Statistics is the science of studying and learning from data. It provides a framework to tackle problems in a systematic way.

For example, a t-test is a statistical method that compares the averages of two groups to check if differences or similarities are real or just random chance.

The field of statistics lumps statistical methods into two main categories: descriptive statistics and inferential statistics.

Descriptive statistics quantitatively describes the features of a data set and provides insights into how each data point relates to others within the same set.

Meanwhile, inferential statistics analyzes a sample from a larger population and uses statistical methods to make inferences about the broader population.

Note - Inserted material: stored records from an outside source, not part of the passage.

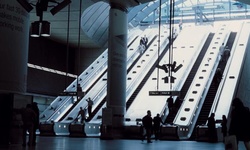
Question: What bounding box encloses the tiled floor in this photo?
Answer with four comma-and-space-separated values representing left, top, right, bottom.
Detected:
0, 136, 248, 150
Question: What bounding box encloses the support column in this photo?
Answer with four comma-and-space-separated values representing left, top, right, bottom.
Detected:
0, 0, 29, 148
0, 0, 29, 93
101, 4, 127, 138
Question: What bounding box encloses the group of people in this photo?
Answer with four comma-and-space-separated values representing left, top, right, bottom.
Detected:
20, 102, 40, 147
142, 110, 163, 143
207, 98, 250, 150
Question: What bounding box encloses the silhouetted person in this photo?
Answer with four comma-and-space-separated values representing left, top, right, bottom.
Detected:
153, 114, 163, 140
143, 35, 148, 48
207, 113, 217, 142
76, 107, 85, 123
21, 104, 37, 146
86, 97, 94, 117
229, 98, 250, 149
174, 96, 182, 113
219, 43, 225, 59
221, 115, 227, 141
167, 96, 174, 114
142, 110, 153, 143
213, 68, 222, 86
32, 102, 40, 145
179, 20, 183, 31
222, 49, 230, 62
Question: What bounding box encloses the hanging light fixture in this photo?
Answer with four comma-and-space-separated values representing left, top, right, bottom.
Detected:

The critical difference between descriptive and inferential statistics is that descriptive statistics reviews the properties of a single data set, and inferential statistics uses a small data set to learn more about a larger one.

Example of descriptive statistics

Descriptive statistics provides you with more insights into the characteristics of a group. For example, suppose a fast food chain with several locations across a state has to abide by storage temperature guidelines set by the state. Management can keep track of storage temperatures in all locations and use descriptive statistics to determine how close the company is in line with those guidelines. The average of all storage temperatures would reveal the typical temperature at a location, and the standard deviation would signal how much temperatures from across the fast food chain fluctuate as a whole from the average or another benchmark (e.g., the state’s lowest or highest allowed food storage temperature).

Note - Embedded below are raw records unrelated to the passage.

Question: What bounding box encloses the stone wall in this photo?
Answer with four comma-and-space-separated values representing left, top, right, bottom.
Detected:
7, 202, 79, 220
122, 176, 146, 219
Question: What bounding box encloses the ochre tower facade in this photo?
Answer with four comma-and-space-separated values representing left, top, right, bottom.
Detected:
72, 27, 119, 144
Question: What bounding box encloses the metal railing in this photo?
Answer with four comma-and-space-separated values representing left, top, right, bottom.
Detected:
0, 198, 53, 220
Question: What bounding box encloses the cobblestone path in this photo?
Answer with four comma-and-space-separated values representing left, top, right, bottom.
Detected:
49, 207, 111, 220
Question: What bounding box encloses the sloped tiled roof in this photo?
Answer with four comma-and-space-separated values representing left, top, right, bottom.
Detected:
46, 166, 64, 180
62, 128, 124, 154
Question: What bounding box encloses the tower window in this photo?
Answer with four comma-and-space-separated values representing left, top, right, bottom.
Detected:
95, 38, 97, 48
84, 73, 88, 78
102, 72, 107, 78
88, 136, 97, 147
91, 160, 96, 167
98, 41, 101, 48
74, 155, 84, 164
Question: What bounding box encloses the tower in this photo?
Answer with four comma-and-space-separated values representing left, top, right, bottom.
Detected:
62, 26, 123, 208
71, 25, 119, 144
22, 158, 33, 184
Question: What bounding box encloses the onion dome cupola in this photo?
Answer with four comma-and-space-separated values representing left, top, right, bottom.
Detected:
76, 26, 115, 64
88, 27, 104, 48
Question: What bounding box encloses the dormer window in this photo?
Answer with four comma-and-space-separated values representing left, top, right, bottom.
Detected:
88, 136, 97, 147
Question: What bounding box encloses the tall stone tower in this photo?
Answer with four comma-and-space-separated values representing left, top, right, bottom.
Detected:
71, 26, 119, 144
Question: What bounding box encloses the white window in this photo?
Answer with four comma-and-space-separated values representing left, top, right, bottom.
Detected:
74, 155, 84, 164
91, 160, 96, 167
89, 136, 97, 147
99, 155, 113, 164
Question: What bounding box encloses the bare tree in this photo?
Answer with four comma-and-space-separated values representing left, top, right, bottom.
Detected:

Example of inferential statistics

Inferential statistics allows you to study a large group without having to take a look at every single item or person within the group. For example, a company that makes pasta sauce might want to know the taste preferences of every single American so the company can make more of the most popular sauce.

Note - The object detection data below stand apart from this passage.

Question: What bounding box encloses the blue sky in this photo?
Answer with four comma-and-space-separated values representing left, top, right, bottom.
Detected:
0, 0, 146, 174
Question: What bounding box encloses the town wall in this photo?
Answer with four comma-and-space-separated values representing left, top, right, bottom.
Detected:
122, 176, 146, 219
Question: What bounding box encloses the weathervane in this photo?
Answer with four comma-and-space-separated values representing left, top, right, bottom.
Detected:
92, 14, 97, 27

However, polling more than 330 million Americans isn’t feasible or economically viable. So the company could instead use statistical sampling methods to build a more manageable sample of 500 individuals who are representative of the entire U.S. population. It could then apply a range of statistical studies. For example, it could try testing a null hypothesis, which is the idea that there is no significant relationship between two variables (e.g., age and a preference for “chunky” pasta sauce).

What are the types of statistics?

The two main types of statistics are descriptive statistics and inferential statistics. Within each broad type of statistics, there are additional categories as well.

Types of descriptive statistics

Measures of central tendency

One of the most useful features of a data set is its typical, or average, value. Measures of central tendency focus on this feature in different ways. Let’s review some of them.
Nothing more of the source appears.